Dizia Caetano Veloso que “Narciso acha feio o que não é espelho”. Mas o fotógrafo Gustavo Lacerda e seu ensaio Albinos, agora reunido em livro pelas editoras Madalena e Terceiro Nome, mostra o contrário: o que sai do comum desafia e encanta. Há cinco anos, ele viu no parque do Ibirapuera, em São Paulo, um albino – não era a primeira vez, mas foi sim a primeira em que ele olhou com olhos de fotógrafo: os traços físicos, a delicadeza, a timidez de “um ser quase invisível”, conta em entrevista ao jornal O Estado de S.Paulo por telefone.
A partir daí, o mineiro iniciou uma pesquisa na internet e conheceu o blog de Roberto Biscaro, O Albino Incoerente. Um contato levou a outro e em cinco anos realizou o ensaio Albinos, que já foi vencedor do Prêmio Conrado Wessel em 2011 e do Porto Seguro Fotografia em 2010. “A ideia de iniciar o trabalho veio quando percebi que, além da riqueza estética, havia ali questões importantes, como a invisibilidade social e a fotofobia – sendo que fotografia é essencialmente luz”, explica.
O passo seguinte foi encontrar albinos e convencê-los a posar em seus estúdios montados em São Paulo, Rio e Maranhão. Foram 50 os retratados e 35 as imagens selecionadas para o livro. “Quando pensei em fotografá-los, decidi ir atrás dos tecidos que serviriam de fundo, uma lembrança dos antigos retratos de álbuns de família”, comenta Lacerda. E dessa forma o livro foi criado, como um álbum de família, um diário.
O volume inclui em suas páginas uma carta manuscrita de uma mãe ao descobrir que suas gêmeas nasceram albinas. Foi também essa emoção da descoberta que Gustavo Lacerda usou no seu ensaio. O resultado é uma série de retratos de homens, mulheres e crianças registrados com extrema delicadeza, nos quais a beleza se impõe.

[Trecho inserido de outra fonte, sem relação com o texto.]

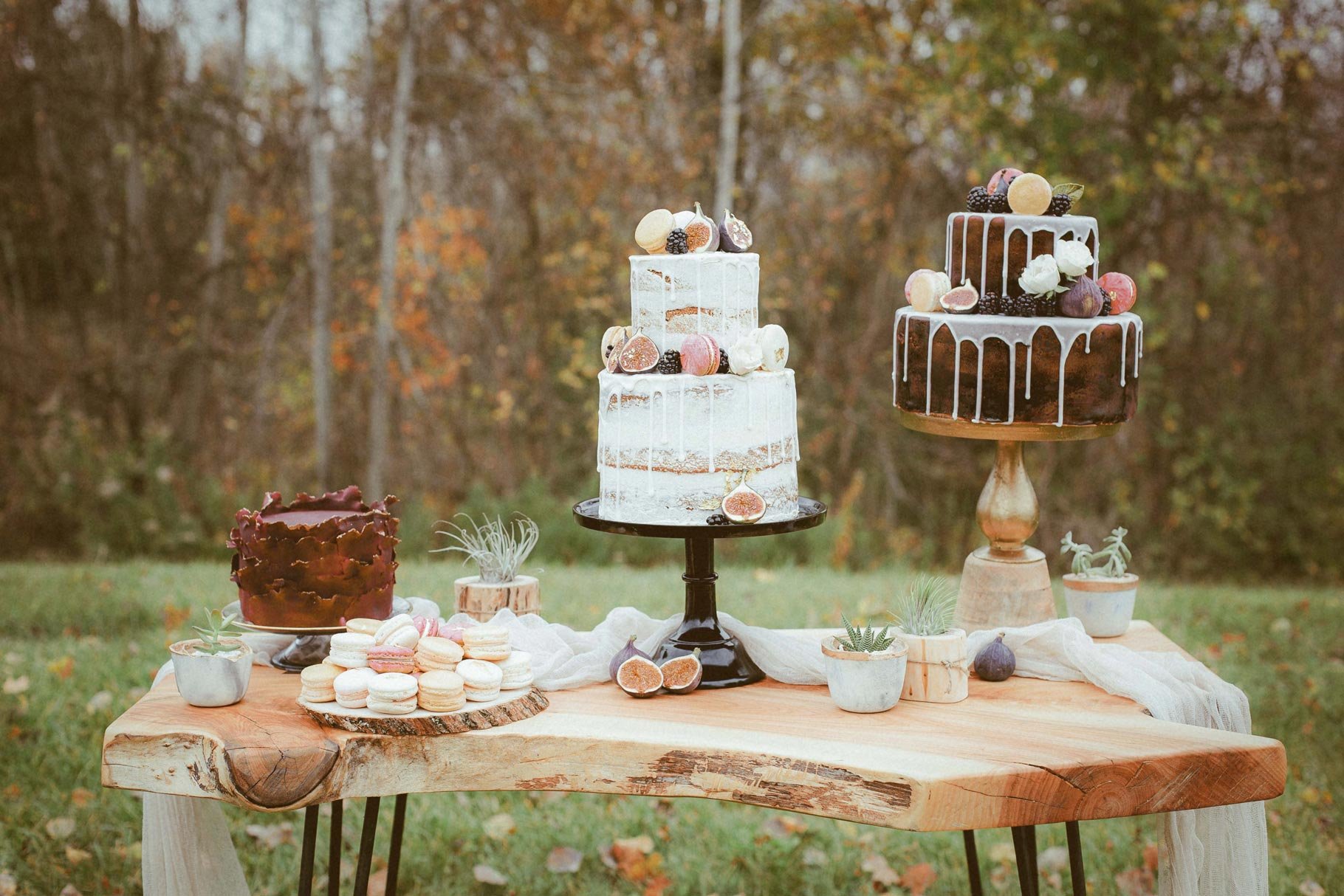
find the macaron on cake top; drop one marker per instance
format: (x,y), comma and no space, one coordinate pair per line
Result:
(388,658)
(393,694)
(480,679)
(350,649)
(485,642)
(516,669)
(352,686)
(437,653)
(316,683)
(441,691)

Retratos clássicos que buscaram referencias em dois fotógrafos aparentemente antagonistas: Diane Arbus, que nos anos 1950 e 1960 procurava fotografar os que viviam à margem em Nova York, e Richard Avedon, conhecido por seu trabalho com moda, mas que nos anos 1980 fez um ensaio famoso retratando pessoas desconhecidas no oeste americano.
E se todo retrato é também um autorretrato, nas imagem de Lacerda quem aparece é o próprio fotógrafo. “Agora percebo que sempre trabalhei com a dualidade do que é feio e do que é bonito, de quem define esses padrões”, comenta o fotógrafo. “Quando optei por produzir e de alguma maneira tirar a naturalidade do retrato, também optei por criar personagens, criar uma ficção.”

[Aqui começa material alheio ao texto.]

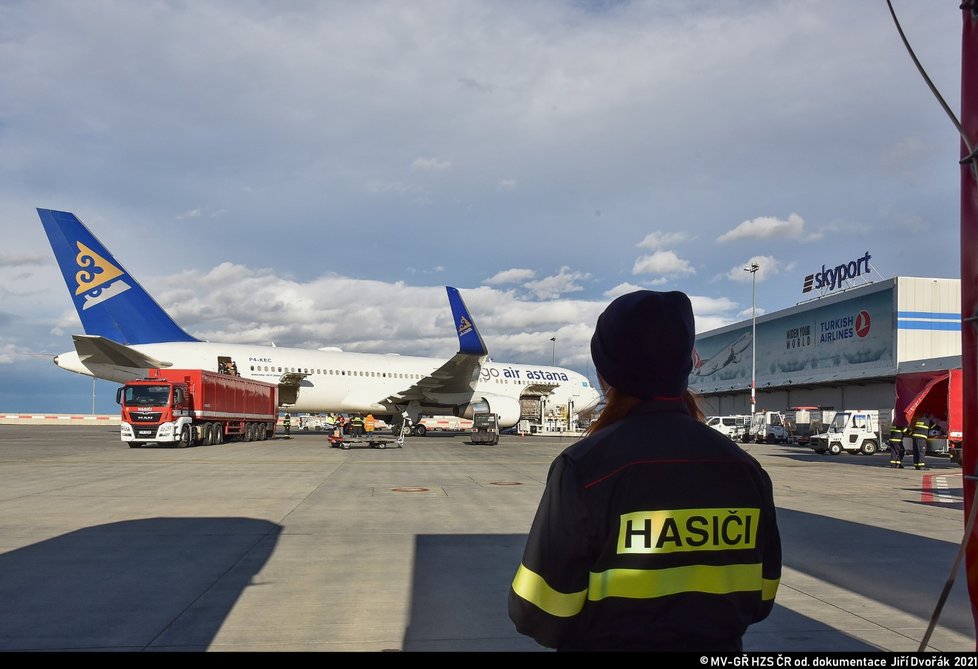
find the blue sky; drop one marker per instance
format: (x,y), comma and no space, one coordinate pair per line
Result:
(314,174)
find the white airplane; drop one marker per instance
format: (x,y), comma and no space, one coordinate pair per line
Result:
(127,333)
(723,357)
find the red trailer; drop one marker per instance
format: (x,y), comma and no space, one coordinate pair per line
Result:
(938,393)
(195,406)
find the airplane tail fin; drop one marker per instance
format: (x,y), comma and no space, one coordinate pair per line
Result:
(469,339)
(109,302)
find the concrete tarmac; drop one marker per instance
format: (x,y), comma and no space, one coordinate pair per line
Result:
(289,545)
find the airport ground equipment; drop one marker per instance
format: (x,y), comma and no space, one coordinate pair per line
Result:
(939,393)
(767,427)
(734,427)
(485,429)
(853,430)
(346,442)
(804,422)
(186,407)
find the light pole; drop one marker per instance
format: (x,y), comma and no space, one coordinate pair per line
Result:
(753,335)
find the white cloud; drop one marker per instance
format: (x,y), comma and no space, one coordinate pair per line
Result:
(658,239)
(430,165)
(554,286)
(770,227)
(622,289)
(193,213)
(662,262)
(510,276)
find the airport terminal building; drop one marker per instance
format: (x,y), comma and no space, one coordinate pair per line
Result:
(842,350)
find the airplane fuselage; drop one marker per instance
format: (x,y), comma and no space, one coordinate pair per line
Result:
(340,381)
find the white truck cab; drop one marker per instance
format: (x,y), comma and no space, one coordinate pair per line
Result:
(853,430)
(767,427)
(732,426)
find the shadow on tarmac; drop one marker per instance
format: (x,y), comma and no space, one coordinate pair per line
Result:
(904,571)
(154,584)
(461,585)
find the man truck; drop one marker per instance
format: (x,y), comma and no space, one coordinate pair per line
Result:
(194,406)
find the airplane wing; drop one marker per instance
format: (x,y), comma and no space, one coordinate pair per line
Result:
(96,350)
(460,373)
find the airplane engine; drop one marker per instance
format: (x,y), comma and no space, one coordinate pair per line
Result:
(507,408)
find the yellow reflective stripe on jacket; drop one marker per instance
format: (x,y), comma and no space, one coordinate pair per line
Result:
(651,583)
(534,589)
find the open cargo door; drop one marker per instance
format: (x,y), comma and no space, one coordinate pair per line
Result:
(921,392)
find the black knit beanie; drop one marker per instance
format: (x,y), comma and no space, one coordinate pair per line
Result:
(643,344)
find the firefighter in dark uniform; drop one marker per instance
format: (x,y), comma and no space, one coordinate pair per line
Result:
(895,440)
(356,425)
(655,532)
(920,432)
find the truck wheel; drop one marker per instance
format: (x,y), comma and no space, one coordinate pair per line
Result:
(185,439)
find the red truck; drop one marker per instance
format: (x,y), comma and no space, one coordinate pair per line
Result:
(938,393)
(195,406)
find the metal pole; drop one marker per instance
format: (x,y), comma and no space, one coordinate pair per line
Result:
(753,335)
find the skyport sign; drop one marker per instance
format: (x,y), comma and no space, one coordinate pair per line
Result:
(830,278)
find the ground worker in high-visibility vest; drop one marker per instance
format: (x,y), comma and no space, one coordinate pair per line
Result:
(356,425)
(895,440)
(920,432)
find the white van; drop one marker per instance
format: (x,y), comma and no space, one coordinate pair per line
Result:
(733,427)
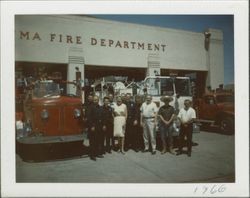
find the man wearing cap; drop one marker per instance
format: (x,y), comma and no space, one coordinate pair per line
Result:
(166,115)
(148,122)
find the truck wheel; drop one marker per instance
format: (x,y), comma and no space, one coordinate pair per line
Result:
(227,125)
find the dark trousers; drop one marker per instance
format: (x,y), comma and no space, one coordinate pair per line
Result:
(186,131)
(96,142)
(132,136)
(108,139)
(93,143)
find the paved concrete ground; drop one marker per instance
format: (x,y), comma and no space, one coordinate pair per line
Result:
(212,161)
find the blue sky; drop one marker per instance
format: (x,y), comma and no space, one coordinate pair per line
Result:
(196,23)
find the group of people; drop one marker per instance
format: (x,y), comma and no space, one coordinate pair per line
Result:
(133,125)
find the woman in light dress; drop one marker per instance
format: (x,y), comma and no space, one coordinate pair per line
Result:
(120,117)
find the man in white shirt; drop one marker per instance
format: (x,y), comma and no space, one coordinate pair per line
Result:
(187,116)
(148,122)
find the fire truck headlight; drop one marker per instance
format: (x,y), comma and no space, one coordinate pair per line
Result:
(77,113)
(44,114)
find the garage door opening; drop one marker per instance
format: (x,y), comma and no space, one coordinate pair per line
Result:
(96,72)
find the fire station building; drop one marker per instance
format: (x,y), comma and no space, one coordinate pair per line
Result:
(101,48)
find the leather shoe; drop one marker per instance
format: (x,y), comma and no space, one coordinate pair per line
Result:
(163,151)
(93,158)
(145,150)
(178,152)
(171,151)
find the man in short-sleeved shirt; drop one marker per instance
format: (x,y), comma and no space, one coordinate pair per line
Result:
(148,122)
(166,116)
(187,116)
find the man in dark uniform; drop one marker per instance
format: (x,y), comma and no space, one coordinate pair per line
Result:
(96,137)
(166,115)
(130,124)
(85,108)
(107,123)
(138,141)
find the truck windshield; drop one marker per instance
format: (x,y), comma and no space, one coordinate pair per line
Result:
(225,98)
(182,87)
(159,86)
(46,89)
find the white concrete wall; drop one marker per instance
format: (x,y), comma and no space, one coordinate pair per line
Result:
(216,59)
(184,49)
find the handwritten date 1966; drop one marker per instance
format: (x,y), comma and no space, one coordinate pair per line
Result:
(210,189)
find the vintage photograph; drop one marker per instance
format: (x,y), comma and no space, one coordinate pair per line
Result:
(129,98)
(97,101)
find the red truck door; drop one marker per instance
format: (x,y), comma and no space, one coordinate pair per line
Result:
(208,108)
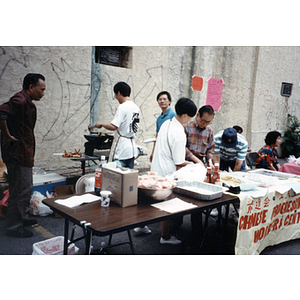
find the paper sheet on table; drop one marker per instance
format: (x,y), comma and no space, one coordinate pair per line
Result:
(286,186)
(173,205)
(77,200)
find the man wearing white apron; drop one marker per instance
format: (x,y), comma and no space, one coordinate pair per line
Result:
(126,125)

Quando se veem os retratos de Albinos, percebe-se que os personagens criados têm vida própria, e como todo retratado só deixaram ser registrado o que eles queriam que fosse percebido. Há aqui uma relação de reconhecimento em que um se apresenta ao outro, em que um funciona e se constitui a partir do olhar do outro.

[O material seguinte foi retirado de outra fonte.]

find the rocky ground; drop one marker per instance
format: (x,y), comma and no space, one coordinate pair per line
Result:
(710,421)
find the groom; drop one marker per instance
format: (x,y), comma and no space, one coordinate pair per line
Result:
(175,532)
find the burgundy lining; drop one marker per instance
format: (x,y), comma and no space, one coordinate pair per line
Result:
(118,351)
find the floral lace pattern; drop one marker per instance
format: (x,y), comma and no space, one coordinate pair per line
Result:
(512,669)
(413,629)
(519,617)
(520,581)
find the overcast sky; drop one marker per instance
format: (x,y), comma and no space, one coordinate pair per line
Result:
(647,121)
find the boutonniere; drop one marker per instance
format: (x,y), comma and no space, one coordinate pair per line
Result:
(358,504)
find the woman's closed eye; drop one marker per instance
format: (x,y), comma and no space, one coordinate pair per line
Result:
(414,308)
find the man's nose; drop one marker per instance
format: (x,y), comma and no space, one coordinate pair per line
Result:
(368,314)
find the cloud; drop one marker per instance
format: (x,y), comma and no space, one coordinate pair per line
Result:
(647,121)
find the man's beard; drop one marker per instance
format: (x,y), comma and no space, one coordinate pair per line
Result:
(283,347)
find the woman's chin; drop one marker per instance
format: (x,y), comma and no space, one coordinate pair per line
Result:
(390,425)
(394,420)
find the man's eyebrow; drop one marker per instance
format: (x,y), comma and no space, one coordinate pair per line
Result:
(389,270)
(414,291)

“Nem todos, a princípio, gostaram do resultado, mas com o tempo essa percepção mudou”, diz Lacerda. “Eles gostaram de ser ver na exposições, no livro, de alguma forma se tornarem mais visíveis.”
O retrato é um registro sempre fascinante e ao mesmo tempo difícil: apresenta, ou quer apresentar, a identidade de um indivíduo e quando realizado de forma séria, fugindo dos modismos dos “selfies”, quase sempre impõe uma percepção inquisidora. Lacerda, embora seguindo uma linguagem clássica e conhecida, conseguiu fugir dos clichês e apresenta agora uma galeria de belos personagens, que por meio de seus olhares e do olhar do fotógrafo, se apresentam para o leitor/espectador. As informações são do jornal O Estado de S. Paulo.